Quick Insight
Your three-year priorities, one-year goals, quarterly objectives, and task lists all break your business purpose into actionable steps. All these pieces work together to flow from the strategic to the tactical. Not taking the time to identify your strategic priorities creates massive inefficiency for your company.
Your three-year priorities, one-year goals, quarterly objectives, and task lists all break your business purpose into actionable steps. All these pieces work together to flow from the strategic to the tactical. Each provides more detail to the second part of the definition of small business strategic planning, which is “how you are going to get there.”
No company has enough resources to accomplish everything it wants. Setting priorities is about focusing your scarce resources on the things that matter most.
How do you know what matters most? Your purpose, vision, and mission set the general direction. It’s time to choose exactly what steps you need to take to get there.

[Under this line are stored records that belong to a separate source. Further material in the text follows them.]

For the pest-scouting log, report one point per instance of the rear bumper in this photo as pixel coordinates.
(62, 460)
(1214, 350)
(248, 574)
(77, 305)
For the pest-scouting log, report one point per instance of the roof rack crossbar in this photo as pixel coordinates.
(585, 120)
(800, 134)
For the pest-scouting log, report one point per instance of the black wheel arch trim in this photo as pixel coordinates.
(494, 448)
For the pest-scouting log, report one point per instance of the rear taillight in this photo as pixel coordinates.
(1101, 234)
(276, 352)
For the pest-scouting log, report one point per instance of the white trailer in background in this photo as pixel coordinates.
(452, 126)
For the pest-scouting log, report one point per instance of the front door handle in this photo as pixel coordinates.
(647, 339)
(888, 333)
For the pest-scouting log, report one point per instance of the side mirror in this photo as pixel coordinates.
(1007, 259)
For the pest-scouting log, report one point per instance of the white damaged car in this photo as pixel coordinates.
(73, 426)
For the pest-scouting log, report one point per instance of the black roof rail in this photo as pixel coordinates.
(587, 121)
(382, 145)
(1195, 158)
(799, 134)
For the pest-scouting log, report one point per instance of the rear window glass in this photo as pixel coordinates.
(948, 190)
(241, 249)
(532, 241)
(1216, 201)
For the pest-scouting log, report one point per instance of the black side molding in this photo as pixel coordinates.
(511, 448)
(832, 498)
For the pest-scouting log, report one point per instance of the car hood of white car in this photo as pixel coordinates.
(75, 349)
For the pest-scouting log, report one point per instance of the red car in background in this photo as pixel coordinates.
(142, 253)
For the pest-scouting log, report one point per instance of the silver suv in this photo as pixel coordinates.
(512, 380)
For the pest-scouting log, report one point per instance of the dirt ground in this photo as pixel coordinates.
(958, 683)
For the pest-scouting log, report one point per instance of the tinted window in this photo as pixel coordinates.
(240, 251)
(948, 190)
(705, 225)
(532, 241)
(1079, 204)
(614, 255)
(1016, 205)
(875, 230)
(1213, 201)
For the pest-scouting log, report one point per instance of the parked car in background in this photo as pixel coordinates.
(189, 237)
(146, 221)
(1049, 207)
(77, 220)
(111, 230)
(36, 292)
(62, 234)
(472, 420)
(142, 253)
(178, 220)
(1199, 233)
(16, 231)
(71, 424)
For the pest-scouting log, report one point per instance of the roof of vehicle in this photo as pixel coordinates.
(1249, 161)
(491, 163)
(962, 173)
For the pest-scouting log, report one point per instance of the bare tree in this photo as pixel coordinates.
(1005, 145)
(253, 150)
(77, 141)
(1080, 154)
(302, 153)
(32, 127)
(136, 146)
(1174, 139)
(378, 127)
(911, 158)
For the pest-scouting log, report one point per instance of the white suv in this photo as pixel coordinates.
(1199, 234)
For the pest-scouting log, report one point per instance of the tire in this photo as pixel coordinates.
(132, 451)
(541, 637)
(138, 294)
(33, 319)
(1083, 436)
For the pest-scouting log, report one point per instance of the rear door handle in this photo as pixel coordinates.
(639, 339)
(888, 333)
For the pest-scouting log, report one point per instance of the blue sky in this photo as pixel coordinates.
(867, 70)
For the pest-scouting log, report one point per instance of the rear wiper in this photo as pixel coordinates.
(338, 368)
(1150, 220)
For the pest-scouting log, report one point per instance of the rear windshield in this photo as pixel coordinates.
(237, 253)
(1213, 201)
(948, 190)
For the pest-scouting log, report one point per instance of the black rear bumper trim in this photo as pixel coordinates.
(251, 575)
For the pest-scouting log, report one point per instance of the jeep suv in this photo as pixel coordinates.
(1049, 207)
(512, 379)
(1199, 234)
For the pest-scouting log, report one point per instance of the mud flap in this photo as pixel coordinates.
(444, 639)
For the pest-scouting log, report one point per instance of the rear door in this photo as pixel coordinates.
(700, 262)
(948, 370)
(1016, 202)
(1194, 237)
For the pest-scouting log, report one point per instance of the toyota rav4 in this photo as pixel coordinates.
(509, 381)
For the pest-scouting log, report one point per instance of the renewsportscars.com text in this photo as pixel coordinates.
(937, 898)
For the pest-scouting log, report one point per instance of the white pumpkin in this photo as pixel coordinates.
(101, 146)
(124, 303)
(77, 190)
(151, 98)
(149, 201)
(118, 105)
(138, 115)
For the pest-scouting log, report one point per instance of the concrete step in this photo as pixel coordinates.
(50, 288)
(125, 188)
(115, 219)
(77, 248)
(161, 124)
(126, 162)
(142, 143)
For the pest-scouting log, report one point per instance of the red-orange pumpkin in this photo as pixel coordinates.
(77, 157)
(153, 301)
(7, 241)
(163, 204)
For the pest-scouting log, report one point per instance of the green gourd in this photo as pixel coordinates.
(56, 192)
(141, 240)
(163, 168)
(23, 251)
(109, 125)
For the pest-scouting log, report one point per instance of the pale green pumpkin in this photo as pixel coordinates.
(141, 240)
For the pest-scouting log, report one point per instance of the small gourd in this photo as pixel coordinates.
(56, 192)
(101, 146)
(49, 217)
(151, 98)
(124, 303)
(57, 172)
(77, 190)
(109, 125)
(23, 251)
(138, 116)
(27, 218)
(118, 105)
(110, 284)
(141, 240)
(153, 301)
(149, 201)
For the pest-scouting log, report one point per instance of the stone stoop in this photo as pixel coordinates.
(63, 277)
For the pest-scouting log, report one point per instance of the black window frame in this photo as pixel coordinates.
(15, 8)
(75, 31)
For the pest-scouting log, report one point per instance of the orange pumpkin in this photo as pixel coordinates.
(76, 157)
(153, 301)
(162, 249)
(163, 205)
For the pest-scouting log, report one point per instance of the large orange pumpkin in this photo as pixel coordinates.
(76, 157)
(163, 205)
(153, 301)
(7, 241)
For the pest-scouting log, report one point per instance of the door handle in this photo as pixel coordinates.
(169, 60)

Most business owners plan strategically just a year or less in advance. This is a mistake. Yes, your tactics are constantly changing. However, your dreams for your company are too big to be achieved in a year. Your strategic plan is a multi-year outline of how you’ll achieve those dreams.
Setting priorities and goals determines both what you will do, what you may do, and what you will not do. Not taking the time to identify your strategic priorities creates massive inefficiency for your company.
I wish you the discipline to turn your dreams into dollars. I wish you well.